Ellie Mae: Low Rates Drive September Refi Rate
Ellie Mae, Pleasanton, Calif., released its monthly Origination Insight Report, showing falling interest rates drove the refinancing rate for closed rates to nearly 50 percent.
The report said the 30-year note rate dropping for the ninth consecutive month to 3.93 percent, down from 4.07 percent in August, drove up the percentage of refinances, which accounted for 49 percent of all loans in September, up from 43 percent the month prior. Purchase percentages as a share of all loans dropped to 51 percent of all total loans, the lowest percentage since March of 2015.

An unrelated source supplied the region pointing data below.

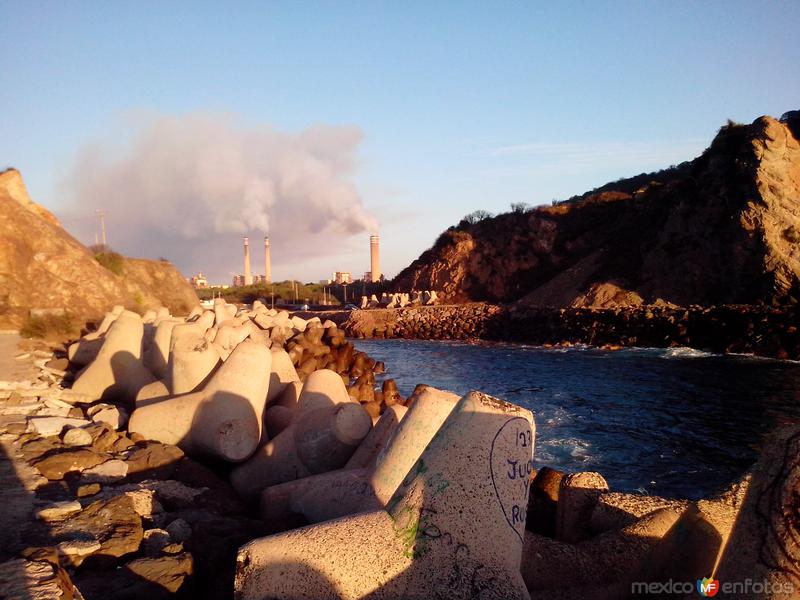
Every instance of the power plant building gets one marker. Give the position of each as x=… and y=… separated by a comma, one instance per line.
x=375, y=258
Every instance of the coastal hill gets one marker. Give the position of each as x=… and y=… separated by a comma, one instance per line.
x=44, y=267
x=721, y=229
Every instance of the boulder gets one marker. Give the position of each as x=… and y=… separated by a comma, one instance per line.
x=113, y=523
x=763, y=544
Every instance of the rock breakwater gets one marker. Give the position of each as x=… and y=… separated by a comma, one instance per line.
x=763, y=331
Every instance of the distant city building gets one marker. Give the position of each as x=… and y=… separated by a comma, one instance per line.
x=342, y=277
x=198, y=281
x=368, y=278
x=374, y=258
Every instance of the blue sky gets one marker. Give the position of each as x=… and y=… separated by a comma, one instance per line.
x=445, y=108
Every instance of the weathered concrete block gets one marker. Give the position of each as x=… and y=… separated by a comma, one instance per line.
x=577, y=498
x=283, y=373
x=117, y=373
x=321, y=437
x=157, y=355
x=192, y=358
x=338, y=493
x=455, y=526
x=223, y=420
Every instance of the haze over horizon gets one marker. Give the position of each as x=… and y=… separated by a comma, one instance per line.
x=194, y=125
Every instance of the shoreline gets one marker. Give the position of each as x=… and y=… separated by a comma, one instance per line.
x=727, y=329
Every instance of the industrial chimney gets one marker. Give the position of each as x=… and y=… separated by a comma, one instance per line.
x=267, y=266
x=248, y=277
x=375, y=258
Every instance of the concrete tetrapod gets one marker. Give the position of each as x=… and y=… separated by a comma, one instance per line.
x=191, y=358
x=372, y=482
x=221, y=421
x=283, y=373
x=117, y=373
x=454, y=527
x=322, y=436
x=157, y=356
x=336, y=493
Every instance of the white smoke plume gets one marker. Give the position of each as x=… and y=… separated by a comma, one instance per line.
x=188, y=187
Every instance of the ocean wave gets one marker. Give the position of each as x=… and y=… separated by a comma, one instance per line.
x=685, y=352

Ellie Mae said September marked the first month in 2019 in which conventional refinances rose to more than 50 percent of total conventional loans, accounting for 55 percent of conventional loans in the month. Conventional purchases dropped to 45 percent. FHA refinances increased slightly to 28 percent of all closed FHA loans, up from 27 percent the month prior, while FHA purchases dropped to 72 percent. VA refinances increased to 37 percent, up from 34 percent the month prior.
“The continued decline in interest rates is driving the refinance revitalization that is now accounting for almost 50 percent of all closed loans in the month,” said Ellie Mae President and CEO Jonathan Corr. “The market is still anticipating further rate cuts by Treasury, so lenders should capitalize on leveraging technology to ensure they are responding to the growing number of refinance opportunities that come their way.”
Other report findings:
–Time to close all loans rose slightly to 43 days, up from 42 days in August. The time to close a refinance loan held at 39 days while the time to close a purchase loan increased to 46 days in September, up from 45 from August.
–The percentage of adjustable-rate mortgages decreased to 4.7 percent, down from 5.3 percent the month prior.
–The average FICO score for all closed loans increased to 737, up from 734 the month prior.